Configure Using a Template

Nexla provides pre-built templates that can be used to rapidly configure data sources to ingest data from common GitHub endpoints. Each template is designed specifically for the corresponding GitHub endpoint, making data source setup easy and efficient.

Endpoint Settings

  • Select the endpoint from which this source will fetch data from the Endpoint pulldown menu. Available endpoint templates are listed in the expandable boxes below. Click on an endpoint to see more information about it and how to configure your data source for this endpoint.

    Get All Pull Requests

    Use this endpoint to fetch a list of all pull requests reports for a repository.

    • Enter the account owner of the repository in the Repository Owner field. This should be the GitHub username or organization name that owns the repository. The name is not case sensitive.

    • Enter the name of the repository in the Repository field. This should be the repository name. The name is not case sensitive.

    • The endpoint uses GET requests to https://api.github.com/repos/{owner}/{repo}/pulls where {owner} is the Repository Owner and {repo} is the Repository you provide. The endpoint URL is automatically constructed based on the GitHub API base URL, the repository owner, and the repository name.
    • The endpoint uses incrementing pagination, automatically fetching additional pages as needed. Pagination starts from page 1 and increments by 1 for each subsequent page. Nexla will continue fetching pages until all pull requests are retrieved.
    • The endpoint will return all pull requests for the specified repository. The response data is extracted from the root-level array in the API response ($[*]), with each pull request processed individually.

    Repository owner and repository names are not case sensitive. The endpoint uses incrementing pagination (iteration.type: paging.incrementing) starting from page 1. The response data path is $[*], which extracts all items from the root-level array in the API response. For detailed information about listing pull requests, see the GitHub API documentation.

    Get Reviews of Pull Request

    Use this endpoint to fetch a list of all reviews for a pull request.

    • Enter the account owner of the repository in the Repository Owner field. This should be the GitHub username or organization name that owns the repository. The name is not case sensitive.

    • Enter the name of the repository in the Repository field. This should be the repository name. The name is not case sensitive.

    • Enter the number that identifies the pull request in the PR Number field. This should be the pull request number (not the pull request ID).

    • The endpoint uses GET requests to https://api.github.com/repos/{owner}/{repo}/pulls/{pr}/reviews where {owner} is the Repository Owner, {repo} is the Repository, and {pr} is the PR Number you provide.

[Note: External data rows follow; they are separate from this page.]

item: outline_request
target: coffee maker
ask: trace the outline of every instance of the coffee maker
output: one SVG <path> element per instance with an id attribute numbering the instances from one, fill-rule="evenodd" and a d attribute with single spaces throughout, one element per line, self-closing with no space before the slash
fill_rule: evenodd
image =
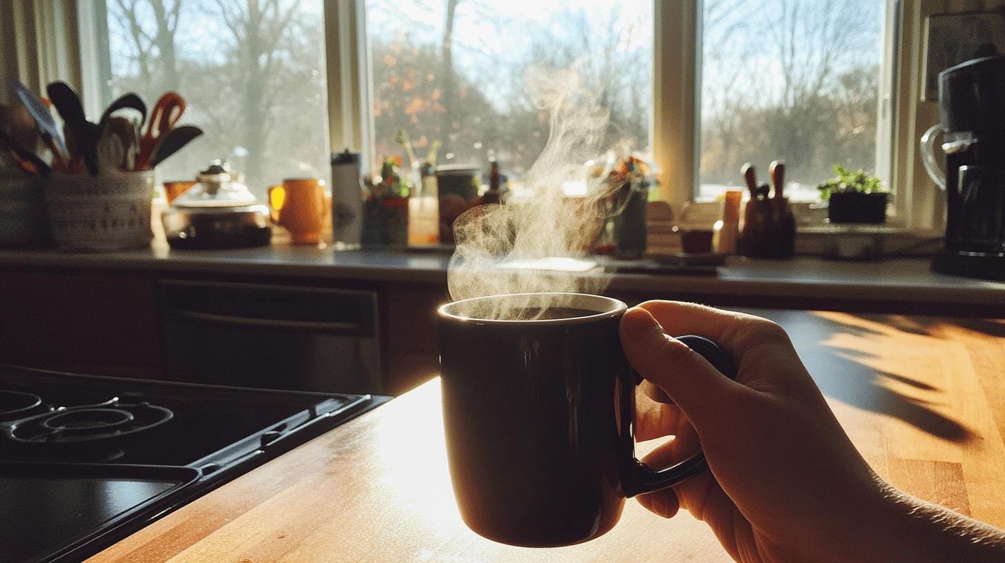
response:
<path id="1" fill-rule="evenodd" d="M 1005 55 L 940 72 L 939 120 L 922 138 L 926 169 L 946 191 L 945 247 L 932 269 L 1005 279 Z M 939 132 L 945 173 L 933 152 Z"/>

The endpoint URL is automatically constructed based on the GitHub API base URL, the repository owner, the repository name, and the pull request number.
    • The endpoint uses incrementing pagination, automatically fetching additional pages as needed. Pagination starts from page 1 and increments by 1 for each subsequent page. Nexla will continue fetching pages until all reviews are retrieved.
    • The endpoint will return all reviews for the specified pull request. The response data is extracted from the root-level array in the API response ($[*]), with each review processed individually.

    Repository owner and repository names are not case sensitive. The PR number should be the pull request number (not the pull request ID). The endpoint uses incrementing pagination (iteration.type: paging.incrementing) starting from page 1. The response data path is $[*], which extracts all items from the root-level array in the API response. For detailed information about listing pull request reviews, see the GitHub API documentation.

    Extract Files with a Specific Extension

    Use this endpoint to extract all files with a specific extension from a repository.

    • Enter the file extension to extract from the repository in the Extension to Pull field. This should be the extension without the starting dot (e.g., md for Markdown files, js for JavaScript files).

    • Enter your repository identifier in the Repository Identifier field. This should be in the format user/repo or org/repo (e.g., octocat/Hello-World).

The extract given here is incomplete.